Years of work experience did not have an impact on oral healthcare-related beliefs, as no significant difference in any dimension was detected in our study. Previous studies have shown that working conditions, HCS personnel’ health perspectives, cultural differences [36], and personal experiences with oral diseases [21] all influence how HCS personnel approach the oral healthcare of older people.

It is important, regardless of educational level, that HCS personnel have the knowledge and confidence needed to help care-dependent elderly users of HCS. Educational institutions, municipalities, and the PDS are all responsible for ensuring and facilitating HCS personnel’ acquisition of the knowledge required to meet the challenges of an increasingly older population dependent on assistance to keep their teeth. Oral healthcare education is important, and it influences how HCS personnel practice oral healthcare for older people. More education and oral health training are required for HCS personnel so that they are able to provide the necessary oral healthcare for older HCS users.

Study limitations

Of the 893 HCS personnel working across four different municipalities that were included in the study, only about one-third responded to the survey. The low response rate might lead to bias because the beliefs of nonrespondents of the target population might differ from those of respondents. Therefore, the findings should be taken with care considering the implications for health services research. This is not unique to our study, as prior research has revealed response rates of 20–75% [21, 22, 34]. The low rate of participation can be explained by the fact that oral healthcare is not a high priority among HCS personnel [26, 46]. This might be due to a lack of time allotted for this topic and busy schedules. Another explanation could be that the COVID-19 pandemic caused extraordinary conditions in the healthcare system, requiring more health personnel. As a result, participating in research projects was not a priority. In addition, two of the four municipalities that participated in the survey were in the process of reorganizing HCS during the data collection. In our study, we had low Cronbach’s alpha values (0.6038–0.6438). One of the possible explanations for low consistency could be the heterogeneous group of respondents, who had different levels of education.
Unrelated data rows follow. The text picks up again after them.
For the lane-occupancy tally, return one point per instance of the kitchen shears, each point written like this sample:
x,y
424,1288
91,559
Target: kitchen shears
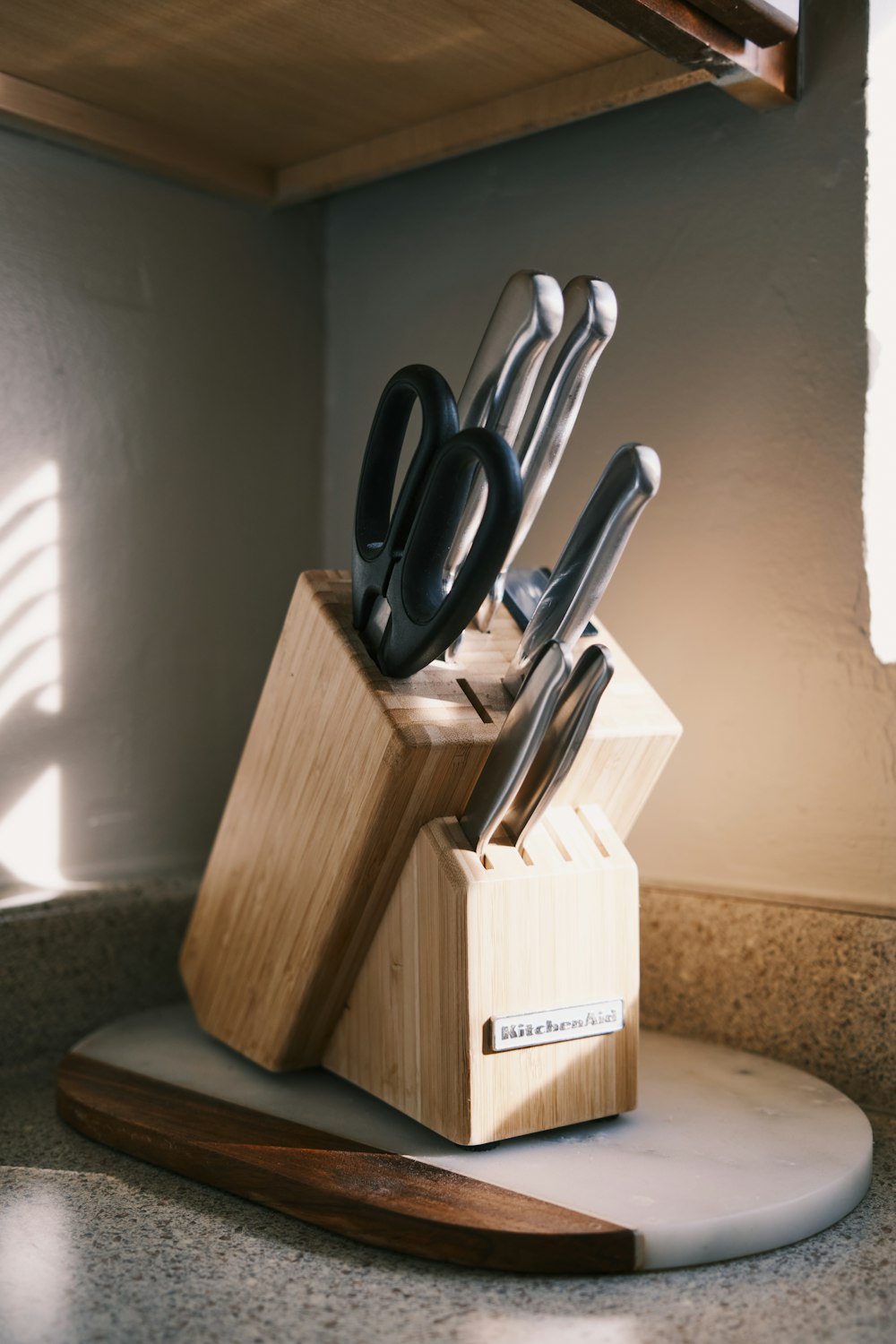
x,y
401,602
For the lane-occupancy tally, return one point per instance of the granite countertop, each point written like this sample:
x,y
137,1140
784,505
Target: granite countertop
x,y
96,1246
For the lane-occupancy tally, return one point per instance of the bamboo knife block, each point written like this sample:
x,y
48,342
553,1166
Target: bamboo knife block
x,y
341,769
471,1007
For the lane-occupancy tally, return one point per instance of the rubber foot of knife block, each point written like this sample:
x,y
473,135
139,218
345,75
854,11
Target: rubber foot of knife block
x,y
500,995
341,769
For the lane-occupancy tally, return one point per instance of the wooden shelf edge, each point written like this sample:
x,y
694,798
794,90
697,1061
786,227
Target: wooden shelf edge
x,y
27,107
562,101
764,75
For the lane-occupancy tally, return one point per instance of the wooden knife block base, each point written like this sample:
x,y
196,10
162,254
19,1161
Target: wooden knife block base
x,y
340,771
547,943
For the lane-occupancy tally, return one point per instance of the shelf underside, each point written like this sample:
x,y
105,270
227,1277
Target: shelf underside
x,y
284,99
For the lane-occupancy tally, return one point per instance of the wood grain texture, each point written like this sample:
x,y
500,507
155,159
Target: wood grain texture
x,y
582,94
379,1198
341,769
75,121
289,101
466,940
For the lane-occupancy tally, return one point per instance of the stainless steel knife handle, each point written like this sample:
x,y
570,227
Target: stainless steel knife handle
x,y
590,556
497,389
516,745
560,744
590,316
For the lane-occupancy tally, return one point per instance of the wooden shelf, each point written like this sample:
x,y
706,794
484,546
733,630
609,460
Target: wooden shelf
x,y
287,99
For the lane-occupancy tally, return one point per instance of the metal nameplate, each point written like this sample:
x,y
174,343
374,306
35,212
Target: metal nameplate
x,y
544,1029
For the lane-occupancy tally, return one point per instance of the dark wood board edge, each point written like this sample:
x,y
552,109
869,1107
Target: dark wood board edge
x,y
694,39
374,1196
755,21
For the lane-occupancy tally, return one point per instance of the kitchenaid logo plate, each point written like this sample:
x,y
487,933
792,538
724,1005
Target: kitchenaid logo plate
x,y
544,1029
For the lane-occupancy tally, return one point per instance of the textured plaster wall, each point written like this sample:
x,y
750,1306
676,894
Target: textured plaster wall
x,y
735,244
163,349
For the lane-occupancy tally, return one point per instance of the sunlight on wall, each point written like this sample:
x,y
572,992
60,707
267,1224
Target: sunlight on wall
x,y
31,664
879,492
30,833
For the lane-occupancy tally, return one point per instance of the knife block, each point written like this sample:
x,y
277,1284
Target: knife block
x,y
340,771
481,967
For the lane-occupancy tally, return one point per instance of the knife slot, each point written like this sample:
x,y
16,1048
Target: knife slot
x,y
552,831
589,825
474,701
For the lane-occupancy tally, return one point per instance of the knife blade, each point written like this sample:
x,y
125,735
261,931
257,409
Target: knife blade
x,y
560,744
590,314
525,320
522,591
498,386
516,745
590,556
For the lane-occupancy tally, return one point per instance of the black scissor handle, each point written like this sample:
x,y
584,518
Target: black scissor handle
x,y
382,532
425,618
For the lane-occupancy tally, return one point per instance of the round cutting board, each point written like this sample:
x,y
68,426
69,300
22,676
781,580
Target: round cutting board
x,y
727,1153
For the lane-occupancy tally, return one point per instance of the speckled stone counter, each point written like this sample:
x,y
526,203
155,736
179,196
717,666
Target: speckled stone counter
x,y
99,1247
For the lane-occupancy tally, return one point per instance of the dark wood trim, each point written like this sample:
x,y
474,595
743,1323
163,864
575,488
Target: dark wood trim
x,y
694,40
381,1198
673,29
758,22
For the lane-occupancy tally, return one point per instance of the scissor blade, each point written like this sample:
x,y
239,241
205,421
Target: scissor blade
x,y
516,745
562,741
590,556
590,317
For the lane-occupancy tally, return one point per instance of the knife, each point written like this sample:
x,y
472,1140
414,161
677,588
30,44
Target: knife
x,y
497,389
591,306
562,741
590,556
522,591
516,745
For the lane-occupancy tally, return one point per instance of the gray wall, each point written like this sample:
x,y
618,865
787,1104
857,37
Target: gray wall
x,y
164,349
735,245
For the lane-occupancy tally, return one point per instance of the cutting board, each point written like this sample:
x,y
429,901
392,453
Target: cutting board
x,y
727,1153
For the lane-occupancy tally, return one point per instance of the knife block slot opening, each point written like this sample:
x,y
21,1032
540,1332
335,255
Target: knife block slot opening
x,y
592,832
552,831
474,701
468,948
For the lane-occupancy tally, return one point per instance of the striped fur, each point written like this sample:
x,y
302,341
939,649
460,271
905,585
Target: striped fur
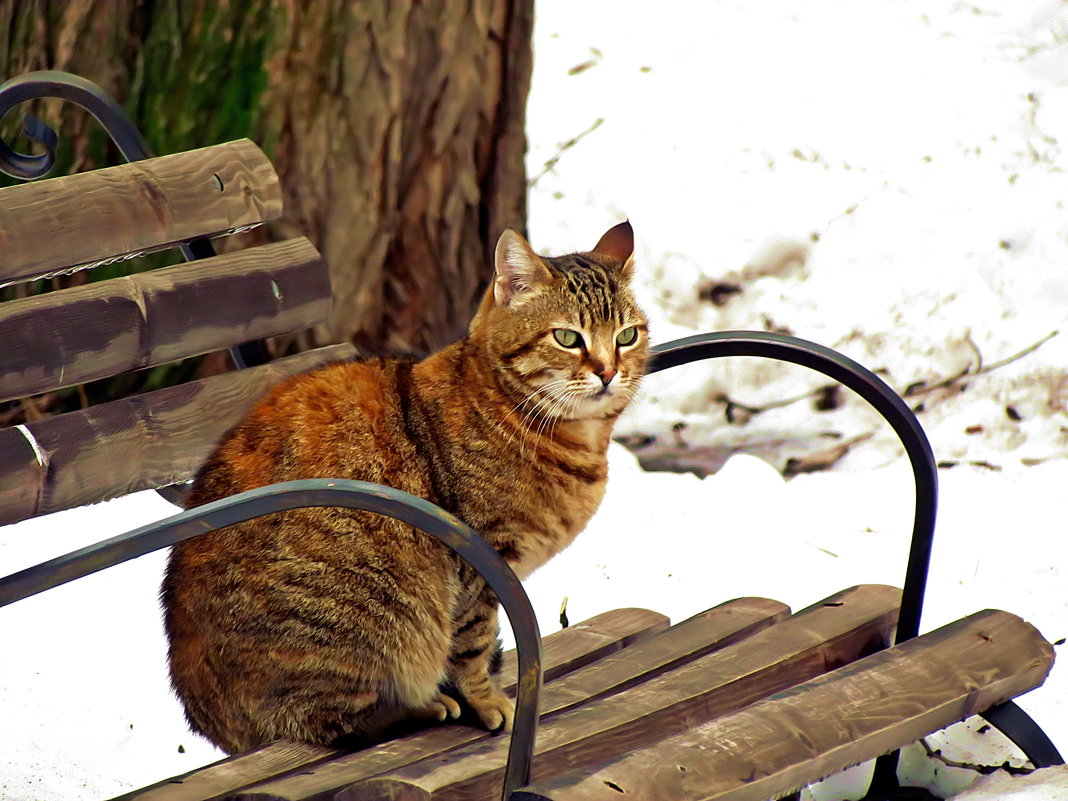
x,y
330,626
Edman & Wårdh [21] have also questioned whether low consistency could be because there are several different levels of education among the participants. Another limitation of this study is that a questionnaire was used, and the possibility of a socially complacent answer and the social desirability phenomenon must be taken into account. Theres also a possibility that the respondent didn’t know if the subject of the questions was for them or for an older adult. The strength of this study is, to the best of our knowledge, the first to investigate oral healthcare beliefs among HCS personnel in Norway, and we have used nursing dental Coping Belief Scale, and the result can be compared with previous studies.

Conclusions

The home care services personnel beliefs about oral healthcare improved with an increasing level of education and having had training in oral healthcare. This suggests that HCS personnel need more education and training in oral healthcare. Additional studies are needed to investigate more about the routines for providing good oral healthcare for elderly users of HCS in Norway.